雪平鍋を揚げ物に使用する場合、いくつかの点に注意が必要です。
アルミ製の雪平鍋は、温度変動が大きい、取手が木製であることが多い、片手鍋であるといった特徴があり、理論的には揚げ物には不向きとされています。
そのため、雪平鍋を揚げ物用として使用する際には、これらのデメリットを受け入れる必要があります。
雪平鍋で油の温度が安定しづらい理由は?
アルミ製の鍋は、油の温度が安定しにくい特徴があります。
美味しい揚げ物を作るためには、「油の温度を安定させること」が重要です。
食材を加える度に温度が下がると、揚げ物が油っぽくなる恐れがあります。
そのため、特に家庭で少量の油を使用する揚げ物には、重い鍋が推奨されています。これは、重い鍋ほど熱容量が大きいからです。
熱容量は「比熱×密度」で求められます。
アルミニウムは密度が低い素材であるため、食材を加えた時の温度変化(油の温度低下)が大きくなります。
そのため、アルミ製の鍋でおいしい揚げ物を作るためには、「油の量を増やして温度低下を最小限に抑える」ことがポイントとなります。
少ない油で揚げ物をするために雪平鍋を選んでいる場合には、それは矛盾しています。
食材が鍋底にくっつきやすい理由は?
アルミ製の鍋で揚げ物をすると、食材が鍋底に張り付くことがあります。
少量の油で雪平鍋を使って揚げ物をすると、高確率で食材がくっつくことがあります。
これは、食材がアルミニウムの熱を奪うためであり、表面が焼き固まる前にアルミニウムの表面と食材のタンパク質が結合してしまうためです。
熱容量が小さいため、熱伝導率の良さが問題となることがあります。
熱伝導率の高さは、揚げ物鍋としてのメリットとなります。
熱伝導率に優れた素材の鍋を使用すると、油が均等に温まりやすくなり、仕上がりが良くなります。
そのため、天ぷら店などでは銅製の鍋が好まれていますが、アルミニウムは熱容量が小さいため、銅鍋のようにはなりません。
揚げ物時の雪平鍋使用における注意点
揚げ物を雪平鍋で行う場合、木製の取っ手が高温により損傷するリスクがあります。
木製取っ手は熱伝導率が低く通常は熱が伝わりにくいですが、高温の環境下で長時間使用すると、取っ手の低温炭化が進行し、次第に劣化していきます。
揚げ物には通常160〜200℃の高温が使用され、これが木材の徐々に炭化を促す原因となります。
木材は400〜450℃で発火するものの、170℃の比較的低温でも長時間加熱されると炭化のリスクが生じます。
そのため、雪平鍋の木製取っ手は繰り返し使うことにより低温炭化が進み、最終的には損傷につながります。
適切な揚げ物用鍋の選び方
揚げ物には安全上の観点から両手鍋の使用が推奨されます。
高温の油を扱う際、両手鍋は片手鍋よりも安定しており、調理中の事故リスクを低減できます。

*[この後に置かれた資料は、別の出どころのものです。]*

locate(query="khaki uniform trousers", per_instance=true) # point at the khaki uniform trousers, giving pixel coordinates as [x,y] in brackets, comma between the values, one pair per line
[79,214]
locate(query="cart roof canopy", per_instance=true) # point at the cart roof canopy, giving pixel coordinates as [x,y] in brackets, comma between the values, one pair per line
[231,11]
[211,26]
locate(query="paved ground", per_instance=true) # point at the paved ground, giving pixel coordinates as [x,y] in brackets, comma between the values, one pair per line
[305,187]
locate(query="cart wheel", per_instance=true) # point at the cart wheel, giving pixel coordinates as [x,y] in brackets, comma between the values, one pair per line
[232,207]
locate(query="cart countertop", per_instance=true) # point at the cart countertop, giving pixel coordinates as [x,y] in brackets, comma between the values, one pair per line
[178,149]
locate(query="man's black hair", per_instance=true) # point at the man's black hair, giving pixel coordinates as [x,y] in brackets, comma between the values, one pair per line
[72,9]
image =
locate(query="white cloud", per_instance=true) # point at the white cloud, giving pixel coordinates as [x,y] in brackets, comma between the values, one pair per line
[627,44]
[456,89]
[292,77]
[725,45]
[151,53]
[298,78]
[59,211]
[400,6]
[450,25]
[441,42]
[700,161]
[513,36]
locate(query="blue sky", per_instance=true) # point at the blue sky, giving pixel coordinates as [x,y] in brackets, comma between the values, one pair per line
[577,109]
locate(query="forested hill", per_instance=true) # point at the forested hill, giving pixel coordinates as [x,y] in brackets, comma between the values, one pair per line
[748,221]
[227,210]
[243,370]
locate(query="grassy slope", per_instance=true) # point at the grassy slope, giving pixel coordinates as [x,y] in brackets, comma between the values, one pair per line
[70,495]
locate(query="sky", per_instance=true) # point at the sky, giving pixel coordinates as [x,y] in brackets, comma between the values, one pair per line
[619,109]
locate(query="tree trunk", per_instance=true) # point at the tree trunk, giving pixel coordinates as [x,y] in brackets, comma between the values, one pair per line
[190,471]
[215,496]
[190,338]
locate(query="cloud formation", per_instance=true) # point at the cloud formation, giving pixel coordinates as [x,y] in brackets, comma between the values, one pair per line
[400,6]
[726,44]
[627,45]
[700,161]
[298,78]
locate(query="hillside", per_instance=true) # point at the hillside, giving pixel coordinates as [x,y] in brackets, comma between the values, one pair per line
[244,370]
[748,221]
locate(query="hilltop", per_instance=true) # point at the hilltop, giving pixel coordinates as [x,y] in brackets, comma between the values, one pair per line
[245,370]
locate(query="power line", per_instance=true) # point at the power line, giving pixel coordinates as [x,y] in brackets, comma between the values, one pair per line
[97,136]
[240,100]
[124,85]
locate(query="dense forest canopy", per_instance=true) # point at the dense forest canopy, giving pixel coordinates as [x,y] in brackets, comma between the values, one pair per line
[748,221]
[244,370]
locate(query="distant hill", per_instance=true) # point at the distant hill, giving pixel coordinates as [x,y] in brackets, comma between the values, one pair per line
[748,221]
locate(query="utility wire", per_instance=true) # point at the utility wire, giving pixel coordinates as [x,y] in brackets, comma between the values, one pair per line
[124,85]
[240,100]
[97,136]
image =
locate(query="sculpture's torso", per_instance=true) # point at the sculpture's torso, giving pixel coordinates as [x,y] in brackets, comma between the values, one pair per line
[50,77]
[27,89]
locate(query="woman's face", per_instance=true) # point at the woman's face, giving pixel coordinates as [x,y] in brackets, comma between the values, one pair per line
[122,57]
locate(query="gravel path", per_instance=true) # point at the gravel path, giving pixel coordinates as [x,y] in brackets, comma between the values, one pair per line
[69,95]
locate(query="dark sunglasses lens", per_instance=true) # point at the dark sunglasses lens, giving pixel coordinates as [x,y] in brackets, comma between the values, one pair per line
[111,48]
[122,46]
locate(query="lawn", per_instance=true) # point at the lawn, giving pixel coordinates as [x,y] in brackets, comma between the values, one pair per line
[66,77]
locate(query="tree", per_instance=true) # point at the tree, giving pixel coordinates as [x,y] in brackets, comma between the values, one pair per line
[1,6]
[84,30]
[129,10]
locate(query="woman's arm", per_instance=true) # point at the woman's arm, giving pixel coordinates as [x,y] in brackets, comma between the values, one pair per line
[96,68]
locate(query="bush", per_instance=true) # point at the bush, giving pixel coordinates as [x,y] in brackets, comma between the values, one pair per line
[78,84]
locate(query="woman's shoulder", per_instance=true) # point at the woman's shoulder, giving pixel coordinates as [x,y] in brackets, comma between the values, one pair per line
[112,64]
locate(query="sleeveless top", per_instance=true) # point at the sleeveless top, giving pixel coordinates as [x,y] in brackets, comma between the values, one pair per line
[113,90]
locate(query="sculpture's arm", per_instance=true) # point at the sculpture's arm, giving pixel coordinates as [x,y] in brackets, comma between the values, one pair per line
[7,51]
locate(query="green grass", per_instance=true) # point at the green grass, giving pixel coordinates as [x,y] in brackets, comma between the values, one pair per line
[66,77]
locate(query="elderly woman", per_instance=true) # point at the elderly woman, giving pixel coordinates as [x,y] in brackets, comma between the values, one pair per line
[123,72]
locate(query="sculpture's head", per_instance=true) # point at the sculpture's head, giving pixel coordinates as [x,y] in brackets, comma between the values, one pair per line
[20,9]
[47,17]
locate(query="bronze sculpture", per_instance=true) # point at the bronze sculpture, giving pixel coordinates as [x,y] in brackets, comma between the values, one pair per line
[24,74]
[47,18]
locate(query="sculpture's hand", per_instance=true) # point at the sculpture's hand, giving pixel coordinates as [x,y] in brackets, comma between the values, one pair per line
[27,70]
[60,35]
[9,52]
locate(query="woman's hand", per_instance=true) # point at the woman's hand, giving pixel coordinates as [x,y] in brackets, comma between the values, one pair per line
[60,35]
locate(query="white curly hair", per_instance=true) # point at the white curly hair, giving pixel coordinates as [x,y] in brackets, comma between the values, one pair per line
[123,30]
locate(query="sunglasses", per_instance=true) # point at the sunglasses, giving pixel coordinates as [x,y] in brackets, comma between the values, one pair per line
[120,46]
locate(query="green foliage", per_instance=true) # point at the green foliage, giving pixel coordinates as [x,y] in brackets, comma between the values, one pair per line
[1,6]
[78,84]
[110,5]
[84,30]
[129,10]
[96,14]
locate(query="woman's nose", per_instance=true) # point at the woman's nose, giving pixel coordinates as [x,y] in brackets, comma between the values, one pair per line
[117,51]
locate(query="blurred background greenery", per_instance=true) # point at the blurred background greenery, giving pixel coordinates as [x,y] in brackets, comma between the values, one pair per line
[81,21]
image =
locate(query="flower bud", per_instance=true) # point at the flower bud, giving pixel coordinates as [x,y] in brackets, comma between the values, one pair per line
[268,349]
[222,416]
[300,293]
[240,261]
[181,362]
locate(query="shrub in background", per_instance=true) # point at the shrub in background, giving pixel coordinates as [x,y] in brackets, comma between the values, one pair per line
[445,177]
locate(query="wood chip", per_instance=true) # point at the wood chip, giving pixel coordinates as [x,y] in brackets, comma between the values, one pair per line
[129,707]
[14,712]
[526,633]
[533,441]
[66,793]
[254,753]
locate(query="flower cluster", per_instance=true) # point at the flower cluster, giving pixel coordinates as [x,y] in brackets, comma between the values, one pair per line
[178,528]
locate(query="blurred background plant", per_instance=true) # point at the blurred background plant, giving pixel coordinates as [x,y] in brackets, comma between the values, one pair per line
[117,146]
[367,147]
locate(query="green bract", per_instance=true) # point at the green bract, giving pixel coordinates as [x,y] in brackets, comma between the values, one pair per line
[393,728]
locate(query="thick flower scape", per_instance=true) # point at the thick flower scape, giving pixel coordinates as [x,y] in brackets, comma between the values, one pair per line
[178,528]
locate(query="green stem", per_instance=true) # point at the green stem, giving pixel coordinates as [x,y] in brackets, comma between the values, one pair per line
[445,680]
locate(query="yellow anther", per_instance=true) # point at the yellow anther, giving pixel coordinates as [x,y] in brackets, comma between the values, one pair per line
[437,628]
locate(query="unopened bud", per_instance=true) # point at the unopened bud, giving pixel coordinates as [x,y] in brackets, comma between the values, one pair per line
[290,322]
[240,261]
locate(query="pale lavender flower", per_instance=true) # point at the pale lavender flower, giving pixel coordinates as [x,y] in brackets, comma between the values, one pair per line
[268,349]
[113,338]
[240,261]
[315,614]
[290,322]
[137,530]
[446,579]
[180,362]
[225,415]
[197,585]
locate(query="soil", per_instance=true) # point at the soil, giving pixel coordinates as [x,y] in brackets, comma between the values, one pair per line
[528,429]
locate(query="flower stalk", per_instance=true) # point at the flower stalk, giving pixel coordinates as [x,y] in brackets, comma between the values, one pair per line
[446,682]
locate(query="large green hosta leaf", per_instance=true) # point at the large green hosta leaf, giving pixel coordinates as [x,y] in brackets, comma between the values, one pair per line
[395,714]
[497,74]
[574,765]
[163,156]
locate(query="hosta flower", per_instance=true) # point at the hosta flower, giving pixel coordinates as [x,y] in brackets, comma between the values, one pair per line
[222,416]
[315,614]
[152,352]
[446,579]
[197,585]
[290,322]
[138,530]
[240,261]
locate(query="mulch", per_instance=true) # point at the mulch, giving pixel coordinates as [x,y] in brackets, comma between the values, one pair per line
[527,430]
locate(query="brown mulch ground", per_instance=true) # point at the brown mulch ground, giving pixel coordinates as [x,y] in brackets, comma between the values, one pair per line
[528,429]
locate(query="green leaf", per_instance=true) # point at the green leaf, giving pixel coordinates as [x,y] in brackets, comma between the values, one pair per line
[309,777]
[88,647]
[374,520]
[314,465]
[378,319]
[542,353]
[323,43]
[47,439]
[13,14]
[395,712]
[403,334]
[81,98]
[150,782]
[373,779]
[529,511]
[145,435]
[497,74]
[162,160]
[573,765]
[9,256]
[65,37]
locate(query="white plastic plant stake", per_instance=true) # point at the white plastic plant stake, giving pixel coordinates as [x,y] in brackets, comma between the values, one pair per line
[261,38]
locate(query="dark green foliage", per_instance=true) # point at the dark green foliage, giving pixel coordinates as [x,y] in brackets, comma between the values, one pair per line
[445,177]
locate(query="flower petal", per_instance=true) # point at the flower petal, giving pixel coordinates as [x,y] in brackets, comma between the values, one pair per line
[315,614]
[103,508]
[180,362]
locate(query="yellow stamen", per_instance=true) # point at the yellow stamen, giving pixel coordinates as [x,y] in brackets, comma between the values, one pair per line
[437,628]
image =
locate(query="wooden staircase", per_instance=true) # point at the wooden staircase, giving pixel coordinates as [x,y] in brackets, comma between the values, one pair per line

特に、木製の取っ手がある鍋は熱破損の可能性が高いため、雪平鍋の使用は避けるべきです。
揚げ物にはやはり、大きな熱容量を持ち、安定して調理できる厚手の鉄鍋や鋳物鍋がおすすめです。
雪平鍋での揚げ物のガイドライン
アルミ製の雪平鍋は揚げ物には向いていません。
アルミ鍋は温度変化に敏感であり、木製の取っ手を持つため、転倒事故や取っ手の低温炭化のリスクが高まります。
安全かつ効率的に揚げ物を行うためには、熱が均一に伝わる両手鍋を使用することが推奨されます。